Arcanjo é condenado a pagar R$ 240 mil a pais de jovem morto
João Arcanjo Ribeiro cumpre pena pela morte de Sávio Brandão (Foto: Assesoria/TJMT)O ex-bicheiro João Arcanjo Ribeiro, condenado a 19 anos de prisão pela morte do empresário Sávio Brandão, terá de pagar R$ 240 mil de indenização aos pais de um jovem assassinado em 2004, na fazenda de sua propriedade, localizada às margens da BR-364, entre Várzea Grande, região metropolitana de Cuiabá, e Jangada, a 82 km da capital. A determinação partiu do Tribunal de Justiça de Mato Grosso (TJ-MT) após análise de recurso impetrado pela defesa de Arcanjo, nesta terça-feira (25). O G1 tentou entrar em contato com o advogado do réu, mas ele não atendeu às ligações.
A vítima, segundo consta no processo, morreu vítima de afogamento cometido pelos funcionários da fazenda. No entanto, apesar de Arcanjo já estar preso na época do crime, o desembargador do TJ-MT , Adilson Polegato de Freitas, relator do recurso, entendeu que ele é responsável pelos atos dos seus empregados durante o período em que estão trabalhando.
O relator do processo destacou que o valor do dano moral deve ser proporcional, razoável e apto a amenizar as consequências advindas do assassinato do filho das partes, sem ensejar o seu enriquecimento.

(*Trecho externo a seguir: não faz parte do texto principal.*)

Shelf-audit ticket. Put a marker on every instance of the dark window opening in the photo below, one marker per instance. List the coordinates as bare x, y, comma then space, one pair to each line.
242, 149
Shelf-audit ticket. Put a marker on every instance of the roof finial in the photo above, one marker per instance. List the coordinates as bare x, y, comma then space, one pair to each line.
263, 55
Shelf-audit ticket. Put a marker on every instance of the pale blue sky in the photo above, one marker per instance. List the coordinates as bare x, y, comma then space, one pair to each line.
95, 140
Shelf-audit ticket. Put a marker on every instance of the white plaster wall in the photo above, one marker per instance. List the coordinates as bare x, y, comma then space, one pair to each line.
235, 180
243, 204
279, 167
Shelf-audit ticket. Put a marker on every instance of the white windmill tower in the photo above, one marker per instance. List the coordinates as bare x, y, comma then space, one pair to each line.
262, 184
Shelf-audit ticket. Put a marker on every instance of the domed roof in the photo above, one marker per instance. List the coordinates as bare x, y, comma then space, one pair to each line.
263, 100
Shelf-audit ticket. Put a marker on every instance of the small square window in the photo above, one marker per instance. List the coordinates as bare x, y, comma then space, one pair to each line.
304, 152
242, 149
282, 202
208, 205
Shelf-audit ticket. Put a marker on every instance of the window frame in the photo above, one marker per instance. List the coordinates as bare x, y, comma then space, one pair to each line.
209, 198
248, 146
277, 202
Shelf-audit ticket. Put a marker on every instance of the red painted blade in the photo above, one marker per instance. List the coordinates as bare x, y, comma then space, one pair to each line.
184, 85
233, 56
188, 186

A Justiça de primeira instância de Várzea Grande já tinha condenado Arcanjo a pagar R$ 120 mil ao pai e a mesma quantia à mãe da vítima, porém, a defesa do ex-bicheiro recorreu com a alegação de que o empregador não pode ser responsabilizado por atos de terceiros, principalmente porque o crime não teria ocorrido em razão do trabalho. Alegou ainda que na época dos fatos a propriedade rural estava arrendada para os autores do crime. No entanto, a prova de arrendamento era apenas testemunhal e, por isso, foi desconsiderada.
"As alegações do apelante restaram afastadas ainda, diante da conclusão de que tinha conhecimento das atividades desempenhadas em sua fazenda, porquanto pessoa ligada diretamente a ele cuidava do local", pontua o magistrado.

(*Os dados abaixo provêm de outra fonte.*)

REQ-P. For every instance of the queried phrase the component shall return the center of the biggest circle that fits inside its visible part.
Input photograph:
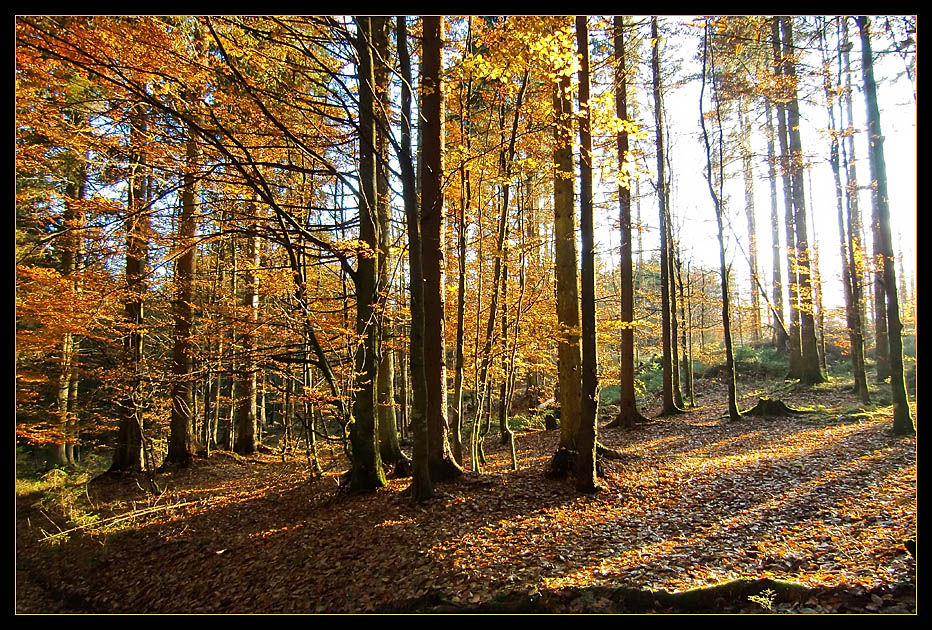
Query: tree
(628, 413)
(443, 466)
(902, 418)
(565, 262)
(586, 441)
(366, 473)
(181, 443)
(666, 304)
(733, 412)
(809, 370)
(128, 454)
(390, 449)
(421, 485)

O crime ocorreu no dia 24 de março daquele ano. Na ocasião, os seguranças da fazenda, que já foram codenados pelo crime, vistoriavam os arredores das represas. Eles estavam armados. Ao chegar em uma das últimas represas da propriedade a serem vistoriadas, por volta das 20h, o grupo teria se dividido em dois e cada um foi para um lado da represa. Três deles encontraram as quatro vítimas pescando. Nisso, já efetuaram disparos contra elas, sendo que um dos homens morreu nesse momento.
Depois de efetuar os disparos, os seguranças teriam se reunido para verificar o que tinha acontecido e as as vítimas que sobreviveram tiveram as mãos e os pés amarrados. Em seguida, como consta do processo que tramitou contra os acusados, um dos seguranças telefonou para um dos administradores da fazenda, que teria dado a seguinte ordem para o funcionário: "Matamos uma capivara [se referindo à vítima que já tinha morrido] e tem três amarradas, se quiser traz uma faca para tirar o couro".
Na sequência, o gerente da fazenda foi até o local, acompanhado de outra pessoa, e ordenou que os seguranças afogassem as outras três vítimas para não deixar pistas do homicídio que acabara de ser registrado. Desse modo, a ordem foi cumprida e as vítimas foram jogadas ainda vivas na represa. "No momento em que as vítimas submergiram, buscando meios de saírem da água, foram impedidos por dois acusados", diz a ação.
Após constatarem o óbito das vítimas, os seguranças colocaram seus cadáveres em um veículo utilitário. Os corpos foram deixados em locais diferentes às margens da rodovia.